It’s always nice to be able to report on the positives. For some time now we’ve reported on the potential benefits of caffeine on reducing or slowing the progress of dementia. At face value it’s one of those win-win situations. Millions of us across the globe may have unknowingly been protecting ourselves by virtue of the fact we just happen to enjoy tea or coffee.
Reports about the supposed benefits of caffeine have been trickling in for at least a decade. Despite this, hard evidence that our daily cup o' joe can actually prevent dementia, isn’t available. Diet however has always figured prominently in all aspects of health and dementia is no exception. It has long been suspected that polyphenols, found in high concentrations in coffee, are one of the protective compounds. The so-called Mediterranean diet with its emphasis on fish, vegetables, olive oil and red wine also appears to have protective effects.
Some of the current wisdom suggests that around three to five cups of coffee per day offers the optimum protective effect, but some studies suggest less.
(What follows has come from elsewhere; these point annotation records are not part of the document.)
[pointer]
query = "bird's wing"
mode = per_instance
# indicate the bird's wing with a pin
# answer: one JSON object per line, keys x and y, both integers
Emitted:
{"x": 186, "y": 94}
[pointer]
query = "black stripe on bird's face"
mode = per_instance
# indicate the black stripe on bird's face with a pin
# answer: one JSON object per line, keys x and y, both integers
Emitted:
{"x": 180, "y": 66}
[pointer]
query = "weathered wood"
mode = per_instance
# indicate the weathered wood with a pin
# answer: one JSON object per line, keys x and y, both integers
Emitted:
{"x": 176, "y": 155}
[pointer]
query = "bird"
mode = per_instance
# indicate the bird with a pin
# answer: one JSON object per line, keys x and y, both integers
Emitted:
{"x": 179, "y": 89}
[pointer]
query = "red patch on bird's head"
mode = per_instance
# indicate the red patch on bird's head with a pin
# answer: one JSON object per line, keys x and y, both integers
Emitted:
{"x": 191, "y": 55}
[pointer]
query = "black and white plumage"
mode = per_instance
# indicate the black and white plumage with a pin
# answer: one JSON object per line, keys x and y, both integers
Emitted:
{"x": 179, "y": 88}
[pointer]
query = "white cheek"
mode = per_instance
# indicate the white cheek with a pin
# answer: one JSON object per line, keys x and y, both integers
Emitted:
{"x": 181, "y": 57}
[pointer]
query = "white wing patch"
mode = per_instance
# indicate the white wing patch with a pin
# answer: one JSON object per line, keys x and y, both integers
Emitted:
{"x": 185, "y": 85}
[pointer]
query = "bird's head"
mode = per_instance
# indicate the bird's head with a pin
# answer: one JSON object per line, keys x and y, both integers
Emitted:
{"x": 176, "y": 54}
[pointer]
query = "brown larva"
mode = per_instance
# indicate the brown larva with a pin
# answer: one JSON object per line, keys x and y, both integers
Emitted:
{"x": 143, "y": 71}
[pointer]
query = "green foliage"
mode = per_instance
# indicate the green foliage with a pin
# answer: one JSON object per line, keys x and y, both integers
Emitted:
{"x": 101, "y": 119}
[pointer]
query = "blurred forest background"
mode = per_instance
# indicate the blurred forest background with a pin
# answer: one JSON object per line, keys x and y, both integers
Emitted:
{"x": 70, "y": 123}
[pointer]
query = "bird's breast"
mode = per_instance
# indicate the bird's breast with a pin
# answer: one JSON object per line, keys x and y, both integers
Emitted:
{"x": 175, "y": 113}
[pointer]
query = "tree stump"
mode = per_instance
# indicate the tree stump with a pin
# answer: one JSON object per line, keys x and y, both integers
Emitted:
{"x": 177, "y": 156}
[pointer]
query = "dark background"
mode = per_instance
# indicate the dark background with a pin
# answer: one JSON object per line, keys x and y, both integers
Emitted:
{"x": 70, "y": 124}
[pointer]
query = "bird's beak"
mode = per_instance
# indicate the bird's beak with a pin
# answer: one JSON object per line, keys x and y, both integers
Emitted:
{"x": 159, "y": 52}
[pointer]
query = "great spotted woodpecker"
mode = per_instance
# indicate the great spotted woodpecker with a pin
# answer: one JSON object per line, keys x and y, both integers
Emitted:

Coupled with a healthy balanced diet, regular exercise, not smoking and keeping weight and blood pressure in check, all seem to reduce risks.
Mild cognitive impairment (MCI) is considered a prodrome (a very early symptom) of Alzheimer’s disease. A great deal of research into dementia prevention focuses on understanding the neurological processes at this very stage. Recent interest, for example, has been stirred by Eli Lilly’s announcement of the drug Solanezumab, which it is hoped may delay the onset of dementia if prescribed at a very early stage. But, recent investigations into coffee consumption have also been looking at early stages of dementia.
A recent publication in the Journal of Alzheimer’s Disease suggests that our pattern of coffee drinking may have some bearing on higher or lower rates of MCI. The Italian study, evaluating 1,445 people from a 5,632 sample of 65-84 year olds, found that older people who modified their habits (by one or more cups per day) had about a two-times higher rate of MCI compared with those who reduced their habits by the same amount. They also found that older adults who regularly consumed one or two cups of coffee a day had a much reduced incidence of MCI compared with those who either never or only rarely drank coffee.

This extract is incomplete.